A GRANDEZA ética e estética da poesia de HD parte do micro para o macro, da solidão para a alegria (me divirto lendo Serra das Confusões), da vida para a destruição da morte: a Poesia vive.

Dobal deu-se ao luxo de achar alguns dias inuteis, por ser um repórter do tempo, cuja poesia fotográfica não poupa o mal caratismo popular ou elitista.

A poética dobalina é uma radiografia da existência social, iniciando pelo começo, da Província à contemplação da paisagem, registrando universais tipos humanos.

NEM A gente simples e humilde com seus flagrantes de virtude e desvirtude escapou de suas retinas. As qualidades estéticas de HD já foram exaltadas por poetas e estudiosos da literatura. Entre eles Manuel Bandeira, Odylon Costa, filho, Álvaro Pacheco, Fábio Lucas, Cristina Maria Miranda de S. P. Correia, M. Paulo Nunes (grande contemporâneo e companheiro de Dobal), Almeida Fischer, Cineas Santos (anjo da guarda de Dobal, na fase aguda da doença de Parkison) e a professora Maria G. Figueiredo dos Reis.

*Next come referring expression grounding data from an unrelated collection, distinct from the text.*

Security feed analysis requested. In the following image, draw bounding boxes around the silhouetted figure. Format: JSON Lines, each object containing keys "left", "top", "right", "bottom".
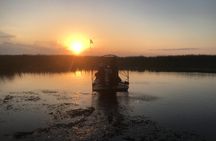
{"left": 95, "top": 64, "right": 105, "bottom": 85}
{"left": 108, "top": 57, "right": 121, "bottom": 86}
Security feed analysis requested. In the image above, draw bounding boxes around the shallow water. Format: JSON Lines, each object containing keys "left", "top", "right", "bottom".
{"left": 0, "top": 71, "right": 216, "bottom": 140}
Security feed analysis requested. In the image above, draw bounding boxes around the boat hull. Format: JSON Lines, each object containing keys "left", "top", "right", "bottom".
{"left": 92, "top": 82, "right": 129, "bottom": 92}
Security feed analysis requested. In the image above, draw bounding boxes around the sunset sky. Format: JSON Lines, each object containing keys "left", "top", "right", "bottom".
{"left": 0, "top": 0, "right": 216, "bottom": 56}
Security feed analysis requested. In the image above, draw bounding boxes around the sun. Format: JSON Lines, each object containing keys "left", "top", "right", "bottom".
{"left": 61, "top": 34, "right": 89, "bottom": 55}
{"left": 70, "top": 41, "right": 83, "bottom": 55}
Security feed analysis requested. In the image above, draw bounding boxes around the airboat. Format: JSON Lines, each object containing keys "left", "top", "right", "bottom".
{"left": 91, "top": 55, "right": 129, "bottom": 92}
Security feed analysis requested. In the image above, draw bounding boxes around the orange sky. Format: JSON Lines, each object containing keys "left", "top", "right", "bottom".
{"left": 0, "top": 0, "right": 216, "bottom": 56}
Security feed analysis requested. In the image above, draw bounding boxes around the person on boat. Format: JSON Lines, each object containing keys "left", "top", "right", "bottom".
{"left": 95, "top": 64, "right": 105, "bottom": 85}
{"left": 104, "top": 65, "right": 112, "bottom": 86}
{"left": 107, "top": 58, "right": 121, "bottom": 86}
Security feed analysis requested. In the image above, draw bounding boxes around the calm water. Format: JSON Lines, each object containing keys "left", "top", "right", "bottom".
{"left": 0, "top": 71, "right": 216, "bottom": 140}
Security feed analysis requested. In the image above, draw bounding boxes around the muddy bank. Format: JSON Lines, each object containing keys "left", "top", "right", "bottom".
{"left": 13, "top": 107, "right": 95, "bottom": 140}
{"left": 0, "top": 91, "right": 206, "bottom": 141}
{"left": 13, "top": 113, "right": 205, "bottom": 141}
{"left": 0, "top": 93, "right": 41, "bottom": 111}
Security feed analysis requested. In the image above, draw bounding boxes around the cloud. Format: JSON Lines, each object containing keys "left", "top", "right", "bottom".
{"left": 0, "top": 31, "right": 15, "bottom": 44}
{"left": 0, "top": 31, "right": 15, "bottom": 39}
{"left": 0, "top": 42, "right": 70, "bottom": 55}
{"left": 0, "top": 34, "right": 70, "bottom": 54}
{"left": 153, "top": 48, "right": 200, "bottom": 51}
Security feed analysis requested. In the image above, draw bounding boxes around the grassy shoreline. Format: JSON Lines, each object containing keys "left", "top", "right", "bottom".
{"left": 0, "top": 55, "right": 216, "bottom": 73}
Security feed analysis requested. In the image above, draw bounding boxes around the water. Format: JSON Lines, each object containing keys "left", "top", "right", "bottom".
{"left": 0, "top": 71, "right": 216, "bottom": 140}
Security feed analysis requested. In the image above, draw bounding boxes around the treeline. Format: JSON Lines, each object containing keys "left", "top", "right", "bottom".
{"left": 0, "top": 55, "right": 216, "bottom": 73}
{"left": 118, "top": 55, "right": 216, "bottom": 72}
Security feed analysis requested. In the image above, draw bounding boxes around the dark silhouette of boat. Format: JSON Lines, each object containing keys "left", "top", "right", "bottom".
{"left": 92, "top": 55, "right": 129, "bottom": 92}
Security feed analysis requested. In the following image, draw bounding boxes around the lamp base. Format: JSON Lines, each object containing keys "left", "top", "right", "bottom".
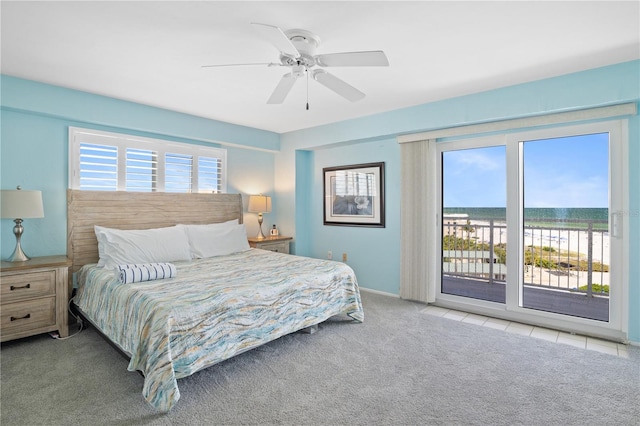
{"left": 255, "top": 213, "right": 266, "bottom": 239}
{"left": 8, "top": 244, "right": 30, "bottom": 262}
{"left": 8, "top": 219, "right": 30, "bottom": 262}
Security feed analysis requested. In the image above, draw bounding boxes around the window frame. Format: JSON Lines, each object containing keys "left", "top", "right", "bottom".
{"left": 68, "top": 127, "right": 227, "bottom": 193}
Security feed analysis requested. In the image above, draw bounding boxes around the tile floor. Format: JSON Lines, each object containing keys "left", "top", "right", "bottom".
{"left": 421, "top": 305, "right": 631, "bottom": 358}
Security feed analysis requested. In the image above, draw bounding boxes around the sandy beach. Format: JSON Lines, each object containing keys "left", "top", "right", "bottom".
{"left": 459, "top": 219, "right": 610, "bottom": 263}
{"left": 524, "top": 228, "right": 610, "bottom": 265}
{"left": 447, "top": 219, "right": 611, "bottom": 289}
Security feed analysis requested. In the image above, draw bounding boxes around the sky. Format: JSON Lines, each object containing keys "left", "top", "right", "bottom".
{"left": 442, "top": 132, "right": 609, "bottom": 208}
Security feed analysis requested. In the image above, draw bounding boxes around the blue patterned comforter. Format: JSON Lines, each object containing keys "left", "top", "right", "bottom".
{"left": 74, "top": 249, "right": 363, "bottom": 412}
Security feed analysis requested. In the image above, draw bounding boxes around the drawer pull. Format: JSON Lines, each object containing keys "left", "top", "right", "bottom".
{"left": 10, "top": 283, "right": 31, "bottom": 291}
{"left": 10, "top": 313, "right": 31, "bottom": 321}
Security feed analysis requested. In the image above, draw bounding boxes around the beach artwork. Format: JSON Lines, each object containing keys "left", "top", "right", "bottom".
{"left": 323, "top": 162, "right": 385, "bottom": 227}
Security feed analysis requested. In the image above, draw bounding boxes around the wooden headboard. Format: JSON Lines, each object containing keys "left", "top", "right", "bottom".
{"left": 66, "top": 189, "right": 243, "bottom": 294}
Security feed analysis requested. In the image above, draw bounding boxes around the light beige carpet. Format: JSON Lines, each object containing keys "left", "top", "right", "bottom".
{"left": 1, "top": 291, "right": 638, "bottom": 425}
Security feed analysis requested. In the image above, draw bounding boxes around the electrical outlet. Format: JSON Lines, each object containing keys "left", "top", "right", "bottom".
{"left": 342, "top": 252, "right": 347, "bottom": 262}
{"left": 327, "top": 251, "right": 332, "bottom": 260}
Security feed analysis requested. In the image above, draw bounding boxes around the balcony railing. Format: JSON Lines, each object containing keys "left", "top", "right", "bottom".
{"left": 442, "top": 218, "right": 609, "bottom": 297}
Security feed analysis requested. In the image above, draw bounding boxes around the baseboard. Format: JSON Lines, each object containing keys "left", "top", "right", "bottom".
{"left": 359, "top": 287, "right": 399, "bottom": 298}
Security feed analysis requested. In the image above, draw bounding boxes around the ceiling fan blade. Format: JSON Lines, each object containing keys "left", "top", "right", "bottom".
{"left": 315, "top": 51, "right": 389, "bottom": 67}
{"left": 201, "top": 62, "right": 279, "bottom": 68}
{"left": 312, "top": 70, "right": 365, "bottom": 102}
{"left": 267, "top": 73, "right": 297, "bottom": 104}
{"left": 251, "top": 23, "right": 300, "bottom": 58}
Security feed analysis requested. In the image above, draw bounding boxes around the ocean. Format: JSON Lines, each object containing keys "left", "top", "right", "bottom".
{"left": 443, "top": 207, "right": 609, "bottom": 224}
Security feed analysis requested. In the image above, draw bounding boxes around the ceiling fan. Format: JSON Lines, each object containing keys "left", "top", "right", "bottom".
{"left": 203, "top": 23, "right": 389, "bottom": 107}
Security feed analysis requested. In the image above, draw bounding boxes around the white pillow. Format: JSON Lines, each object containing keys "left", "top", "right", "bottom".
{"left": 94, "top": 225, "right": 192, "bottom": 268}
{"left": 178, "top": 219, "right": 238, "bottom": 233}
{"left": 183, "top": 223, "right": 250, "bottom": 258}
{"left": 178, "top": 219, "right": 238, "bottom": 256}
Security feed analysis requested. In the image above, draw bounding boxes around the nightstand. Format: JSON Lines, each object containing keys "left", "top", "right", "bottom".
{"left": 248, "top": 236, "right": 292, "bottom": 254}
{"left": 1, "top": 255, "right": 71, "bottom": 342}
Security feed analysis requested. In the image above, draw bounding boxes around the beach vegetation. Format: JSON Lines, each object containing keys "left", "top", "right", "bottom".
{"left": 522, "top": 247, "right": 609, "bottom": 273}
{"left": 494, "top": 244, "right": 507, "bottom": 264}
{"left": 532, "top": 257, "right": 554, "bottom": 269}
{"left": 577, "top": 260, "right": 609, "bottom": 273}
{"left": 577, "top": 283, "right": 609, "bottom": 294}
{"left": 442, "top": 235, "right": 481, "bottom": 251}
{"left": 462, "top": 220, "right": 475, "bottom": 239}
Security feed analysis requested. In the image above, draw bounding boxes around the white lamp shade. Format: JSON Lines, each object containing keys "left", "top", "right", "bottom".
{"left": 248, "top": 195, "right": 272, "bottom": 214}
{"left": 1, "top": 190, "right": 44, "bottom": 219}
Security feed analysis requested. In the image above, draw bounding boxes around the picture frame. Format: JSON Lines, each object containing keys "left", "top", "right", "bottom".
{"left": 323, "top": 162, "right": 385, "bottom": 228}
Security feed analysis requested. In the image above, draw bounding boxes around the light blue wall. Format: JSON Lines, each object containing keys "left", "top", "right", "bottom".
{"left": 1, "top": 76, "right": 279, "bottom": 151}
{"left": 293, "top": 149, "right": 313, "bottom": 255}
{"left": 301, "top": 140, "right": 401, "bottom": 294}
{"left": 1, "top": 75, "right": 279, "bottom": 258}
{"left": 1, "top": 109, "right": 69, "bottom": 256}
{"left": 278, "top": 60, "right": 640, "bottom": 342}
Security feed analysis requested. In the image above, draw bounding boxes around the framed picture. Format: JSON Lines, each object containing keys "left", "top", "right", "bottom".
{"left": 323, "top": 162, "right": 385, "bottom": 228}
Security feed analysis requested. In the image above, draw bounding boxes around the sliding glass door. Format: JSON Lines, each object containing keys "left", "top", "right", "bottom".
{"left": 441, "top": 145, "right": 506, "bottom": 304}
{"left": 436, "top": 121, "right": 626, "bottom": 335}
{"left": 521, "top": 133, "right": 610, "bottom": 321}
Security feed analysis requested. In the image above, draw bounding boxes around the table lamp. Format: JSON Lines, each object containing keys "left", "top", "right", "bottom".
{"left": 248, "top": 194, "right": 272, "bottom": 239}
{"left": 1, "top": 186, "right": 45, "bottom": 262}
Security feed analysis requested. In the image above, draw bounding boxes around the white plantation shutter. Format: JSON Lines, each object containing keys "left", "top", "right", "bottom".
{"left": 69, "top": 127, "right": 226, "bottom": 193}
{"left": 126, "top": 148, "right": 157, "bottom": 192}
{"left": 78, "top": 143, "right": 118, "bottom": 191}
{"left": 199, "top": 156, "right": 223, "bottom": 193}
{"left": 165, "top": 153, "right": 193, "bottom": 193}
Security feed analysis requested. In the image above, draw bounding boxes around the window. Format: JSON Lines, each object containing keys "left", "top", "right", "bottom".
{"left": 69, "top": 127, "right": 226, "bottom": 193}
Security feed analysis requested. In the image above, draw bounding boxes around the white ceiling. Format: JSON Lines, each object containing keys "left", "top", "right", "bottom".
{"left": 2, "top": 1, "right": 639, "bottom": 134}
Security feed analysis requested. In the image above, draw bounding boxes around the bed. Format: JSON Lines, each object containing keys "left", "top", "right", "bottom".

LEMBRO bem daquela tarde, Cineas com o olhar fixo no poeta, eu bebendo café puro e Dobal sorrindo com seu jeito piauiense universal de ser, com sua ternura e humildade diante o mistério, se emocionando com o dia bonito pra chover.

Por que Deus não nos deu o poder de congelarmos o tempo nas retinas da tarde?